C’est pour cela, sans doute, que j’aime particulièrement la nuit. Quand tout est calme dans la maison et dans la ville, il est plus facile de se retrouver enfin avec soi-même. Ceci dit, il se pourrait bien que ce que je fais alors ne soit pas existentiellement fondamental. Est-ce plus important de lire tel livre ou d’écrire quelques lignes ici que de préparer le repas ou tondre la pelouse ? Il me semble qu’oui. Pourtant, si notre vie se résumait à cette activité liée à notre monde intérieur, on la trouverait bien vide aussi. Imaginons que devenu rentier (il faudrait pour cela se décider à jouer au loto) je n’aie plus rien d’autre à faire que de lire à longueurs de journées. Il est fort probable qu’après avoir ingurgité quelques centaines d’ouvrages ma vie m’apparaîtrait bien vide. Où donc se trouve ce qui la rend importante ? Enfin, je veux dire importante à mes propres yeux, car dans l’absolu, aucune vie n’est importante, bien entendu, Dieu étant mort depuis longtemps et les astres qui nous entourent semblant des masses inertes dépourvues de sens en elles-mêmes.

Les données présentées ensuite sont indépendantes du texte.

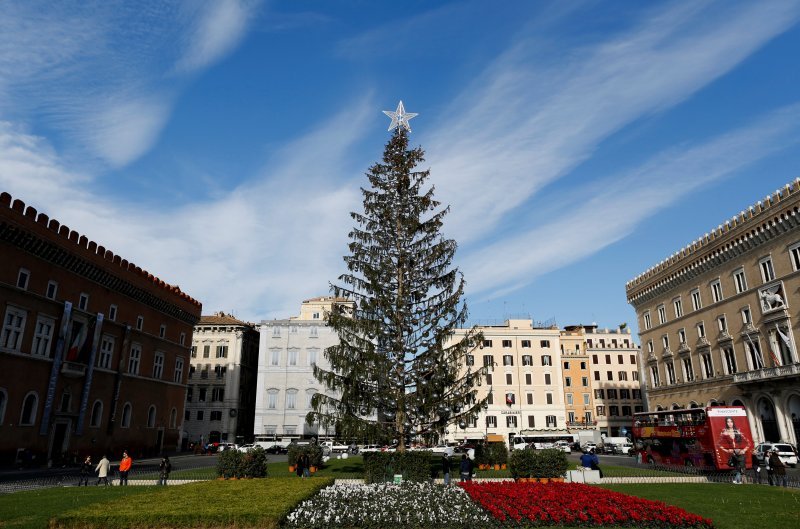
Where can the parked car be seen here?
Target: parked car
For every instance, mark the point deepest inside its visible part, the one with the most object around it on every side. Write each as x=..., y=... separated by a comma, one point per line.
x=785, y=452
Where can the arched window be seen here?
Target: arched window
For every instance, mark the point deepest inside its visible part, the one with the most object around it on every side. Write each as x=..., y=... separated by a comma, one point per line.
x=97, y=414
x=29, y=407
x=3, y=401
x=127, y=411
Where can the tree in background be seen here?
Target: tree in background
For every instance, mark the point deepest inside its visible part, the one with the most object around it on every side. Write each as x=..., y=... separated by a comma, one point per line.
x=398, y=371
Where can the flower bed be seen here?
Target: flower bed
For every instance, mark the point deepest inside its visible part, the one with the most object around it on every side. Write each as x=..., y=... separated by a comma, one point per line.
x=389, y=506
x=575, y=504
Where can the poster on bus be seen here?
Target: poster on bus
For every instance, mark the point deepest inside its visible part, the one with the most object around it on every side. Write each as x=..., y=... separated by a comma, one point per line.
x=730, y=431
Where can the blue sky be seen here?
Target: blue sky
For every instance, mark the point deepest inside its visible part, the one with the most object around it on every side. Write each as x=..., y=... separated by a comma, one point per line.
x=221, y=145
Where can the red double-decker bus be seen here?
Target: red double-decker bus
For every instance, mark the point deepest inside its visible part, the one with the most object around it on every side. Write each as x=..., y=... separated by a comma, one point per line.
x=699, y=437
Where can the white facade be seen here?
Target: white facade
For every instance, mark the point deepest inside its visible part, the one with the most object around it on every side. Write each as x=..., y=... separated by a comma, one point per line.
x=288, y=350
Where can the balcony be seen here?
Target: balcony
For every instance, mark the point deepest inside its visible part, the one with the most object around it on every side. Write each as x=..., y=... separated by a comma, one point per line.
x=770, y=373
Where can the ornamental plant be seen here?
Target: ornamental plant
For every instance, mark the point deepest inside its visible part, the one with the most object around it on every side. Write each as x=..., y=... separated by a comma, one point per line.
x=387, y=506
x=526, y=504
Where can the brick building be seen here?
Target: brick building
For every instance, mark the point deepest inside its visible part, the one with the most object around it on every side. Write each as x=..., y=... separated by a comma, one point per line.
x=94, y=351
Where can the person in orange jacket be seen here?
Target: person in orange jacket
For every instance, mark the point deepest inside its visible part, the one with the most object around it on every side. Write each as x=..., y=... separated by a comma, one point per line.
x=124, y=467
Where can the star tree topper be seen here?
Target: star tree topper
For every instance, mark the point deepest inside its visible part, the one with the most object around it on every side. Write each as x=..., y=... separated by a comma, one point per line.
x=400, y=117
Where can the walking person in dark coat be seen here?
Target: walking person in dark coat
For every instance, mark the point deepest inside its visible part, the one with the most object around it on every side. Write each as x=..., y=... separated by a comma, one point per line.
x=87, y=469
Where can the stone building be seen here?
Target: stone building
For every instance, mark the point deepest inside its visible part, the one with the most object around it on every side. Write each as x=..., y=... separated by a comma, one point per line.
x=220, y=398
x=94, y=351
x=718, y=319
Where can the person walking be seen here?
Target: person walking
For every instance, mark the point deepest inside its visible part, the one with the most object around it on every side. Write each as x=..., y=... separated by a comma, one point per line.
x=778, y=469
x=446, y=468
x=163, y=470
x=86, y=470
x=124, y=468
x=102, y=470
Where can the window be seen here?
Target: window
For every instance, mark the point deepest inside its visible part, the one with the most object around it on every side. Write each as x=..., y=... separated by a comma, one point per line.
x=158, y=365
x=730, y=360
x=655, y=380
x=13, y=327
x=696, y=302
x=177, y=376
x=678, y=306
x=767, y=272
x=22, y=278
x=134, y=359
x=52, y=289
x=97, y=415
x=716, y=291
x=670, y=373
x=740, y=280
x=29, y=409
x=127, y=411
x=708, y=367
x=688, y=370
x=794, y=256
x=43, y=336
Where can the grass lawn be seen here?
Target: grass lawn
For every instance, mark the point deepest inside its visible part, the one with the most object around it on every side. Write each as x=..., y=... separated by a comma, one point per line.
x=730, y=506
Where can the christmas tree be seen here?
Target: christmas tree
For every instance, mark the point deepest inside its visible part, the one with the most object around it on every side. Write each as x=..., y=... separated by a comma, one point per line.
x=398, y=372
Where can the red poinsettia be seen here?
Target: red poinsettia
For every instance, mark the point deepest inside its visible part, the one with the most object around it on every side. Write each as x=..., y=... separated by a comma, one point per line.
x=576, y=504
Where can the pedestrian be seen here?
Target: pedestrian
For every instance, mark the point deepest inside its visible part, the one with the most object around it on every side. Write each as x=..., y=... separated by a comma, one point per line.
x=102, y=470
x=758, y=468
x=465, y=468
x=124, y=468
x=778, y=469
x=163, y=470
x=86, y=470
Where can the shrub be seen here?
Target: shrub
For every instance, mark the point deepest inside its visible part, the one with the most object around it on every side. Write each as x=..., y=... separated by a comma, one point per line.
x=382, y=466
x=522, y=463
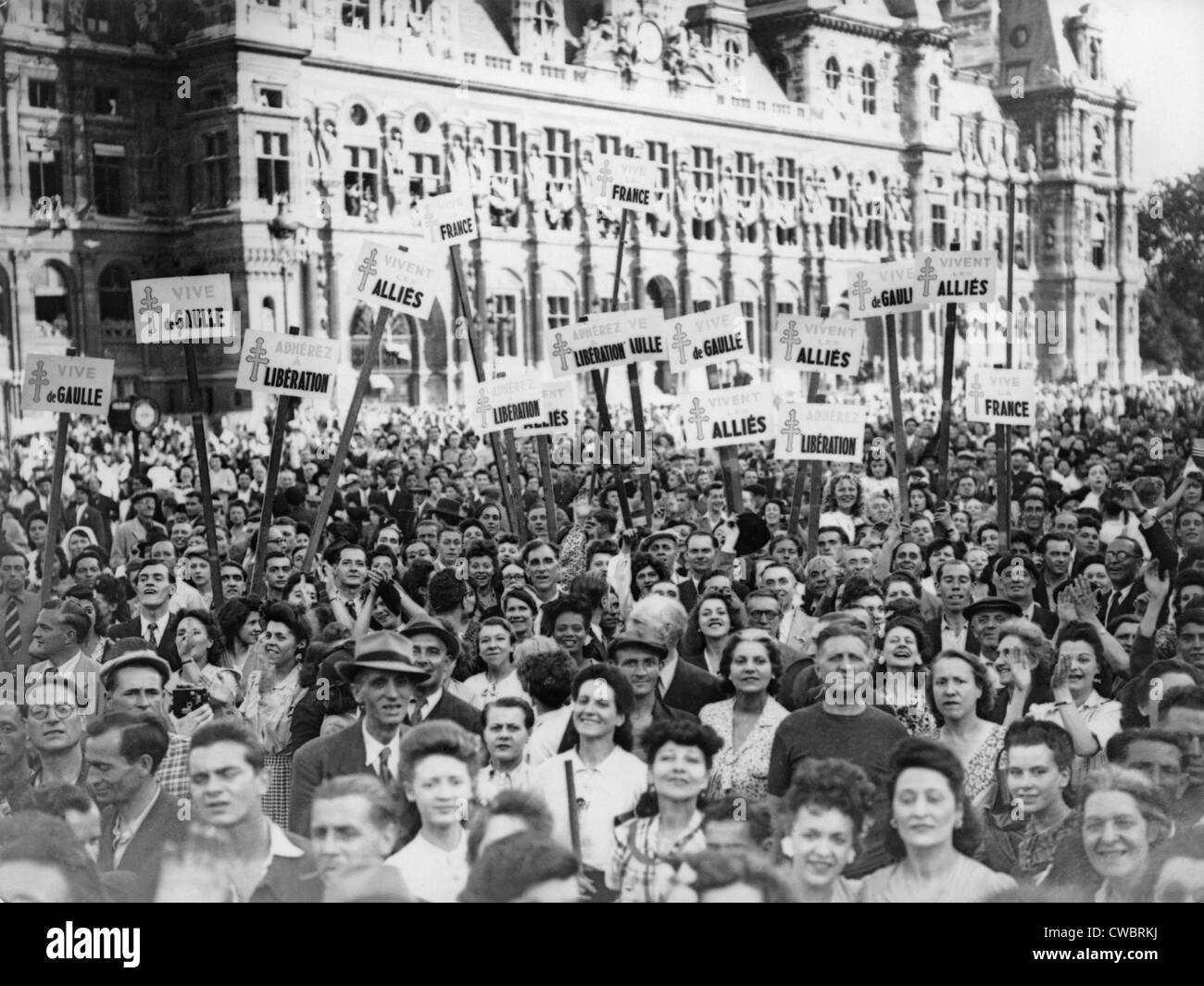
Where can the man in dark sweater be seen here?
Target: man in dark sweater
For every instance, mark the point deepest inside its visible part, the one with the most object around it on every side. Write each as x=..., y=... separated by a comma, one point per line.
x=844, y=726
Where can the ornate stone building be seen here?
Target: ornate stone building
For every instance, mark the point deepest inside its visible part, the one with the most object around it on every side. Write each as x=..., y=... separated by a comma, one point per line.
x=794, y=137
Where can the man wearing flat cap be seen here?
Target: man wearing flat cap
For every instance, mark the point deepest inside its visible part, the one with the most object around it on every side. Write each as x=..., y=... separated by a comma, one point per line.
x=383, y=678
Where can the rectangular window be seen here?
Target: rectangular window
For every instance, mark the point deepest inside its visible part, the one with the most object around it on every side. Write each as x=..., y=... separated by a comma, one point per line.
x=425, y=175
x=702, y=175
x=107, y=101
x=108, y=183
x=217, y=170
x=558, y=311
x=838, y=225
x=44, y=94
x=786, y=185
x=272, y=165
x=938, y=228
x=359, y=179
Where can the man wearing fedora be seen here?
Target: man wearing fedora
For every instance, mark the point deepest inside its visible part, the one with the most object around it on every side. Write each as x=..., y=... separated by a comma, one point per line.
x=434, y=649
x=383, y=680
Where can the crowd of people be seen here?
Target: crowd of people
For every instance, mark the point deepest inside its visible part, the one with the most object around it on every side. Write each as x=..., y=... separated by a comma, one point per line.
x=465, y=698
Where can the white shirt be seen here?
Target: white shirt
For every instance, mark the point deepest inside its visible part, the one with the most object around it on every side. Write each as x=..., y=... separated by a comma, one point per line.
x=429, y=872
x=603, y=793
x=372, y=748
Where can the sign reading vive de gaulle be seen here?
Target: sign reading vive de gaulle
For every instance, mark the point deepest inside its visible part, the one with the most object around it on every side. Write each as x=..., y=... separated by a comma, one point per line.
x=729, y=417
x=397, y=277
x=506, y=402
x=819, y=344
x=819, y=432
x=706, y=337
x=295, y=366
x=67, y=384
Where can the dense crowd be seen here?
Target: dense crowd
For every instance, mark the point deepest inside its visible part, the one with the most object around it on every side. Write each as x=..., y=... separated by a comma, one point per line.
x=465, y=698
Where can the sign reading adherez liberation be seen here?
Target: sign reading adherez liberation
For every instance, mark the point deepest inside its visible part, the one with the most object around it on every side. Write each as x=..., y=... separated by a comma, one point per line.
x=397, y=277
x=729, y=417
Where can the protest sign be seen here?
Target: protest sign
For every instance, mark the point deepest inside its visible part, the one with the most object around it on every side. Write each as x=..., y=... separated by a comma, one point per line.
x=1000, y=396
x=289, y=365
x=706, y=337
x=821, y=344
x=820, y=431
x=730, y=417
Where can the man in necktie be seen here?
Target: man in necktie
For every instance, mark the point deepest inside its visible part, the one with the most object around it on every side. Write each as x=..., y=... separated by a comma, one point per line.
x=383, y=680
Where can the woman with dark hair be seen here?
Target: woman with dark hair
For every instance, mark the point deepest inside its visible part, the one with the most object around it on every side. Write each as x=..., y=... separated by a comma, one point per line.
x=904, y=655
x=714, y=618
x=822, y=818
x=590, y=785
x=272, y=692
x=959, y=692
x=934, y=830
x=750, y=669
x=240, y=622
x=649, y=852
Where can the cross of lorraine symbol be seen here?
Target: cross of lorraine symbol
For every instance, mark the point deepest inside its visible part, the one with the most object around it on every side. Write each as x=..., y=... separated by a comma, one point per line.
x=859, y=289
x=484, y=406
x=40, y=378
x=368, y=268
x=257, y=357
x=149, y=303
x=564, y=351
x=790, y=429
x=927, y=275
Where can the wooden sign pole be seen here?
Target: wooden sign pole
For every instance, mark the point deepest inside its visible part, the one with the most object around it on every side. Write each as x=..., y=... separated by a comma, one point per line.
x=345, y=437
x=947, y=395
x=56, y=513
x=283, y=416
x=510, y=497
x=203, y=472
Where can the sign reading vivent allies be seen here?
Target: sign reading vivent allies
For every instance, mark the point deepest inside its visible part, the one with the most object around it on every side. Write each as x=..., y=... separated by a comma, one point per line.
x=505, y=402
x=295, y=366
x=819, y=344
x=627, y=182
x=450, y=218
x=729, y=417
x=822, y=432
x=398, y=279
x=67, y=384
x=956, y=276
x=1000, y=396
x=558, y=400
x=884, y=289
x=706, y=337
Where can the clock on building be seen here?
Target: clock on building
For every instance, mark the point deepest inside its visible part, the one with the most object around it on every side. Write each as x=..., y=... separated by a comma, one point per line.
x=649, y=41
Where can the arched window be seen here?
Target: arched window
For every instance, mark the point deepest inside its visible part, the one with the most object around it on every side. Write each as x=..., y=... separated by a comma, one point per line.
x=113, y=288
x=868, y=91
x=832, y=73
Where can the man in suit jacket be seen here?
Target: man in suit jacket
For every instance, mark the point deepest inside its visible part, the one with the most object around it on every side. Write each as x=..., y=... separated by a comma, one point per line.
x=382, y=678
x=137, y=817
x=13, y=595
x=156, y=584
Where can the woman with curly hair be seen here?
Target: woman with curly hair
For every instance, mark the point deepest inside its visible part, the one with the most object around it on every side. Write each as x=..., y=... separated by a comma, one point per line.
x=714, y=618
x=843, y=505
x=823, y=814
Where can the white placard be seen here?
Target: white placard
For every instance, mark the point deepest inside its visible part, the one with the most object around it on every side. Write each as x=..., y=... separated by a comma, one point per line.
x=820, y=432
x=295, y=366
x=506, y=402
x=706, y=337
x=67, y=384
x=830, y=345
x=396, y=277
x=729, y=417
x=1000, y=396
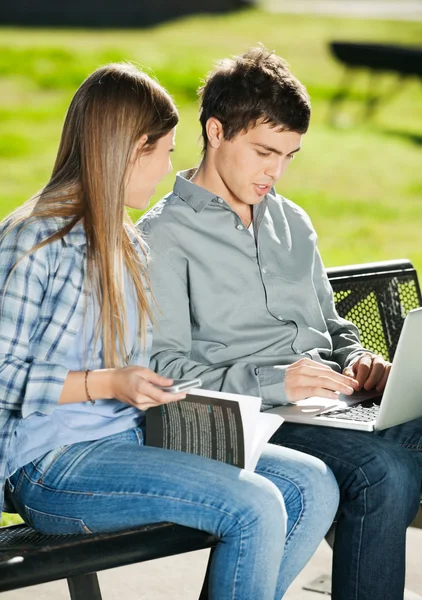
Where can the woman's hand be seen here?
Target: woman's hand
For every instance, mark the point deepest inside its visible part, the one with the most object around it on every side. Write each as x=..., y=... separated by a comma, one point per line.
x=137, y=386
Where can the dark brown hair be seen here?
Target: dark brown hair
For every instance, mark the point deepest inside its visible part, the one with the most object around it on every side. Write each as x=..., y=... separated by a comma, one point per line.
x=257, y=85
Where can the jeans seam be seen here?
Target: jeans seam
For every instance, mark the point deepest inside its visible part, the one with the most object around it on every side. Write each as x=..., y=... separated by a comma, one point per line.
x=136, y=494
x=298, y=488
x=235, y=578
x=318, y=454
x=360, y=544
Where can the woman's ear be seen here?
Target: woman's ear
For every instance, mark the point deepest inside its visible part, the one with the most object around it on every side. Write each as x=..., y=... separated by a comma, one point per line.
x=138, y=147
x=142, y=142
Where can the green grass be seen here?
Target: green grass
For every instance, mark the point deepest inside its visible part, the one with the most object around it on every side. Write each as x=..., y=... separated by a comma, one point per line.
x=360, y=183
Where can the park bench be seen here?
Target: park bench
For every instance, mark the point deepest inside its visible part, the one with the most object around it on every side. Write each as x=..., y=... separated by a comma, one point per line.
x=375, y=296
x=404, y=61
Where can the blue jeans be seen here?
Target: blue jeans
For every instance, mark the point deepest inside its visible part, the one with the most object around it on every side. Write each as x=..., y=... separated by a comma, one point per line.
x=117, y=482
x=379, y=476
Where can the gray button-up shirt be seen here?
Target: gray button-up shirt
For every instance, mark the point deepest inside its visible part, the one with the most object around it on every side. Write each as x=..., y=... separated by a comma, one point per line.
x=232, y=305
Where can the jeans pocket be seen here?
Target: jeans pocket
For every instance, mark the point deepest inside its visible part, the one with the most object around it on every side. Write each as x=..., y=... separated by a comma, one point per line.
x=54, y=524
x=44, y=462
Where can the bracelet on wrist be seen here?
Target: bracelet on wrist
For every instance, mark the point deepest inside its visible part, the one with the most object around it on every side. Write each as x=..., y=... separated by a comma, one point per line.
x=87, y=394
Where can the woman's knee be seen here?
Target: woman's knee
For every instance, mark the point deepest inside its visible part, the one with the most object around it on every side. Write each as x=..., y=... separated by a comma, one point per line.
x=255, y=502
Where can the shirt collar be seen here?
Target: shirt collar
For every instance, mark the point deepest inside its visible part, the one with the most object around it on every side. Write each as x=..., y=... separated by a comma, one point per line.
x=198, y=197
x=194, y=195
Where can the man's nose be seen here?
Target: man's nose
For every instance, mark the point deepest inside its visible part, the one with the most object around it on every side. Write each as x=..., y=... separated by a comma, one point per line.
x=276, y=168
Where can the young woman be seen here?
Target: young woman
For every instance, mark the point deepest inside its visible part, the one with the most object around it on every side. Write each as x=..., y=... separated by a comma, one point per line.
x=75, y=334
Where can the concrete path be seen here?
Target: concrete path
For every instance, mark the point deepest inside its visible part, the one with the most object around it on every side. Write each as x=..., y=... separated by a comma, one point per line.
x=406, y=10
x=180, y=578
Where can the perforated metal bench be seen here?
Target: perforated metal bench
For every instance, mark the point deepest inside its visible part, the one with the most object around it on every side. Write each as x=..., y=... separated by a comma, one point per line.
x=403, y=61
x=375, y=296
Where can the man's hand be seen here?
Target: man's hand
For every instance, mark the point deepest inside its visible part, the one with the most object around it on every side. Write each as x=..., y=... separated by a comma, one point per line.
x=306, y=378
x=370, y=371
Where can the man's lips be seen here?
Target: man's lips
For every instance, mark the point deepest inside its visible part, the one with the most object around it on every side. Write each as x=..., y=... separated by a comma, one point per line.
x=262, y=189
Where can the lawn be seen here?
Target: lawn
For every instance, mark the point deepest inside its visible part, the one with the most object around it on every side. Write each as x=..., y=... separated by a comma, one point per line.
x=360, y=182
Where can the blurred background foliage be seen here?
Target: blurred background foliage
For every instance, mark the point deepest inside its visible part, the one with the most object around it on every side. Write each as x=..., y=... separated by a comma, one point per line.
x=360, y=182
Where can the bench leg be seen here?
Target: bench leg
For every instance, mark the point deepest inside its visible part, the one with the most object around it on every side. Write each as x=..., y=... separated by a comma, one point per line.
x=82, y=587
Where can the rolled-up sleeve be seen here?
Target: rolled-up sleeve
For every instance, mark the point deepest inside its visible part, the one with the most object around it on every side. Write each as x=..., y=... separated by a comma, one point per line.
x=27, y=384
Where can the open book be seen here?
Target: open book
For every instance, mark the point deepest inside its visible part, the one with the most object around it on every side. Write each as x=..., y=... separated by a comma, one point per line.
x=225, y=427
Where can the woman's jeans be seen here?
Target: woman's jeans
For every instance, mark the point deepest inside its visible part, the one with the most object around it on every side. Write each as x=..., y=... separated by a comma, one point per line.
x=379, y=475
x=117, y=483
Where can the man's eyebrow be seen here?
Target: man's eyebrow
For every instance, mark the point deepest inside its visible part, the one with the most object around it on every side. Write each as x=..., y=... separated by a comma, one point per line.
x=270, y=149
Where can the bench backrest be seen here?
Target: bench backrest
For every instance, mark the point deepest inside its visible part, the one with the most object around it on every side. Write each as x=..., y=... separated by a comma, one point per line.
x=376, y=297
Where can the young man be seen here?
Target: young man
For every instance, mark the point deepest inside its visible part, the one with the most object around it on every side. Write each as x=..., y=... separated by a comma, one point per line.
x=246, y=305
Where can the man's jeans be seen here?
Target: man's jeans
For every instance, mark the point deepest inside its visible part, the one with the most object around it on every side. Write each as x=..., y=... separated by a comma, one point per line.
x=379, y=476
x=117, y=482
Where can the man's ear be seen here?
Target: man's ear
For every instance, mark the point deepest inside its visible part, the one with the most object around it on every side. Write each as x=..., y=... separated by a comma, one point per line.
x=215, y=132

Donc, sans me placer face au néant pascalien, je suis tout de même en droit de me demander ce qu’il serait légitime d’accomplir afin que cette vie, déjà si courte (au mieux quatre-vingts ans) et ces journées plus courtes encore (voir plus haut) prennent un semblant se sens. Car ce qui me semble intéressant pour moi (et ce pour quoi je n’ai pas beaucoup de temps comme je l’ai déjà dit) n’est peut-être pas intéressant en soi (d’un point de vue existentiel). Pour m’exprimer autrement, il se pourrait bien que l’individu n’ait tendance à accomplir que ce qui l’intéresse. Si ses passions sont mesquines, il aura tout perdu. C’est le cas de l’alcoolique, par exemple, qui à ses propres yeux vit pleinement sa passion, mais qui à nous nous semble perdre son temps. Il en va de même des gens assoiffés de gloire et de pouvoir. Pour eux, rien n’est plus important que de devenir directeur de ceci ou président de cela. Pourtant, les efforts mis en œuvre pour parvenir à un but aussi futile sembleront étranges à un artiste qui, lui, vit pour autre chose. Tout cela pour dire que nous restons foncièrement prisonniers de notre caractère et de nos humeurs. C’est au point qu’on se demanderait bien comment on parvient encore à avoir un semblant de dialogue avec nos contemporains, chaque être humain semblant enfermé dans une prison mentale qui lui est propre.